I found this on the TLS mailing list from Ilari Liusvaara:

Ugh, the situation is way worse than what I thought.

Basically, all three assume they have full control of certificate message, worst of all being OpenPGP, which modifies it in more complex ways (it isn't a pure element or list anymore).

And even with RPK, which appiles least severe modifications, still modifies the structure in ways that are not obvious in implications w.r.t. TLS 1.3.

Oh, and turns out I had implemented RPK in TLS 1.2 wrong by assuming that it doesn't actually modify the certificate message format. Which turned out to be wrong assumption (I fixed this after discovering the format changes).

And then certificate types don't currently work sanely for client certs, even if you knew how those map to Certificate message.

Client_certificate_type and server_certificate type aren't the only problematic extensions w.r.t. TLS 1.3. The table of extensions has the following too (all marked as allowed, I added short reason I think those are problematic):

• client_certificate_url: Replaces certificate message. Hardcodes SHA-1 (which is now provably broken).
• user_mapping: Has extra handshake message.
• cert_type: All the problems of CCertT and SCertT, combined with fixing both to be the same.

With user_mapping, applying similar trick as in status_request is not completely trivial because extensions that are answered in client Certificate are offered in CertificateRequest. Okay, except that extension is not an answer to ClientHello extensions, and the extension assumes offer-answer relationship between client and server extensions. Might need some special-casing.

...

Source: https://www.ietf.org/mail-archive/web/tls/current/msg22576.html

In other messages in the thread they talk about disabling OpenPGP until somebody comes up with an extension in a separate RFC. So it doesn't seem to be malice, just a whole bunch of compatibility reasons. In other words: as it is now it looks very broken - until somebody manages to fix it.

Answer 2

As well as the purely mechanical elements Maarten's excellent answer talks about (how should we send these certificates in the new data structures) there's also a change in TLS 1.3 that is relevant to OpenPGP too.
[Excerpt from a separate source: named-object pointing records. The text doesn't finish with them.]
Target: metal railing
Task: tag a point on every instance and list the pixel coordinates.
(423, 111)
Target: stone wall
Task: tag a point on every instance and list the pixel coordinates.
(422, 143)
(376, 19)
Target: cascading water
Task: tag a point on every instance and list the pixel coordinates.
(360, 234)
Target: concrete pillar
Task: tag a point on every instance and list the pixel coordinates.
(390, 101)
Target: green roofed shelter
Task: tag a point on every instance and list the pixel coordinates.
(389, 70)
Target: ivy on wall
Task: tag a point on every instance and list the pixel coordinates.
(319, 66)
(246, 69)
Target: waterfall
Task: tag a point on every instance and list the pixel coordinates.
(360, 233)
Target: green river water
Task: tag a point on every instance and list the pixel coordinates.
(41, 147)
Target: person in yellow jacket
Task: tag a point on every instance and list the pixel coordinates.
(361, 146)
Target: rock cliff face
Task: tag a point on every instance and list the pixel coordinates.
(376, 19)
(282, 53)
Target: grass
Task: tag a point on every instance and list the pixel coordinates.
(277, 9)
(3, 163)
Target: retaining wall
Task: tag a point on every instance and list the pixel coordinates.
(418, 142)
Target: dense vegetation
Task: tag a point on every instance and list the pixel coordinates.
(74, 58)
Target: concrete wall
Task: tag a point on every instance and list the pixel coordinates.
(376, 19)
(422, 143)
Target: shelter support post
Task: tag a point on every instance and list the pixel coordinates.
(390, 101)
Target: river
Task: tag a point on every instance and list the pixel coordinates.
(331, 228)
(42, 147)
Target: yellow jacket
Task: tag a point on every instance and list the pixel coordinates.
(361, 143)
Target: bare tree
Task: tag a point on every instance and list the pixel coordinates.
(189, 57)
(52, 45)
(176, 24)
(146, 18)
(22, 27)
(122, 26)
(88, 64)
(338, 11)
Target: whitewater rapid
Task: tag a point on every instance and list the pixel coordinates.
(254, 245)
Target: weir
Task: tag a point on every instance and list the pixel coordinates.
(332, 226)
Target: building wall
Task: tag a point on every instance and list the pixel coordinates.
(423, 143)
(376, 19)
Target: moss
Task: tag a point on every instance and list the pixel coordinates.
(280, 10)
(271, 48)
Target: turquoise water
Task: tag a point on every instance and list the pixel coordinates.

In prior TLS versions it was possible (and common) to negotiate a key exchange method in which the "master secret" used to create session keys is sent, encrypted, from client to server. This looks a lot like PGP's encrypted mail messages, a simple hybrid system in which bulk data is symmetrically encrypted and then only the symmetric key is encrypted using public key cryptography. This means that server authentication happens implicitly because only the authentic server could decrypt the message.

In TLS 1.3 only DH key exchange is permitted. Ephemeral symmetric keys will be chosen by the participants at random and used to encrypt a connection immediately. Authentication always happens explicitly, over this encrypted channel. After showing a certificate (now over an encrypted channel unlike TLS 1.2 and earlier) the peer signs a transcript of the steps so far, thus proving that they have the private key corresponding to the certificate AND they witnessed the exact same setup as you.

So this changes the key usage from encryption to signature which is pretty significant. Certainly worthy of completely fresh consideration from anyone who wants (for some reason) to do TLS with OpenPGP keys and certificates.